The debt limit was always going to be a massive hurdle for Mr McCarthy, who made a number of concessions back in January to secure the speaker’s gavel. Any potential deal, no matter how conservative, would inevitably anger the members of his conference who initially opposed him.

That anger was palpable during a press conference for the House Freedom Caucus, the group of hellraisers that has historically poked House Republican leadership and usually succeeded in either pummeling them into submission or outright making a House speaker quit.

Representative Andy Biggs (R-AZ), one of the initial opponents of Mr McCarthy, told me the deal reminded him of why he opposed Mr McCarthy as speaker in the first place.

“Historically, when he was been in leadership for 13 years, it was not uncommon for him to be the point man to go negotiate a spending cap deal with the Democrats,” he said.

Representative Bob Good (R-VA), one of Mr McCarthy’s most vehement critics, called it a surrender.

“It is a failure of leadership for us to surrender all the leverage and all the strength that we had with the majority House,” he said.

Of course, the negotiations during the speaker fight gave conservatives a tool they could use if they want: the motion to vacate the chair, which is essentially when the House can hold a “no confidence” vote in the speaker. In January, Mr McCarthy and House GOP leadership agreed to allow for any single member to file a motion to vacate, a break from past tradition.

Motions to vacate never directly lead to a speaker being voted out of office, but most put a target on a speaker’s back and significantly weaken them, as was the case when then Freedom Caucus member and future Trump White House Chief of Staff Mark Meadows filed a motion to vacate the chair and set the stage for John Boehner’s exit.

As a result, Mr McCarthy has lived with that dagger over his head since the moment he assumed the speakership.
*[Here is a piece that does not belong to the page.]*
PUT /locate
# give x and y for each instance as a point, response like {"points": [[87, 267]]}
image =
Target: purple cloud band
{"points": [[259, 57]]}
While he deftly navigated the negotiations and ran circles around the Biden administration by framing the narrative around the debt limit to the point he essentially forced the White House to the negotiating table, he also knew that any member, including the holdouts during the speaker fight, could file a motion to vacate and put an end to his career.

While many have speculated whether someone like Rep Matt Gaetz (R-FL) or Lauren Boebert (R-CO) would be the one to publicly execute him, their doing so would have little impact since most Republicans would see it as showboating. A motion to vacate would always have to come from someone who agreed to make Mr McCarthy speaker but felt betrayed by the deal.

But so far, despite all of the barking, as Olivia Beavers at Politico reported, so far only Rep Dan Bishop (R-NC) has openly floated the idea of filing a motion to vacate in response to the debt limit deal.

It should be noted that hardliners like Mr Bishop, who flipped his vote from initially opposing Mr McCarthy to supporting him in January, aren’t the only Republicans angry about the deal. Reps Nancy Mace (R-SC) and Wesley Hunt (R-TX), both announced they opposed the deal. Both of them supported Mr McCarthy’s bid for speaker from the beginning, with Mr Hunt returning to Washington after his son was born prematurely to ensure Mr McCarthy had enough votes.

But so far, even the most hardline members have not come out to support filing a motion to vacate.

“I think this bill indicates exactly why I have concerns about him being the speaker and so we’ll continue to focus on this bill,” Mr Biggs told me. Similarly, Rep Scott Perry (R-PA), the chairman of the House Freedom Caucus, dodged when he was asked at a press conference.

“I'll let each member speak for themselves. But for me, I'm focused on defeating this bill,” he said.

That might be Mr McCarthy’s saving grace: Throughout the speaker’s fight, as protracted as it was, his opponents never could cobble together a feasible alternative, which meant their saber-rattling only delayed the inevitable.

Similarly, if hardline conservatives don’t have the guts to actually use the loaded revolver that Mr McCarthy handed them in exchange for the speaker’s gavel, he might survive just yet.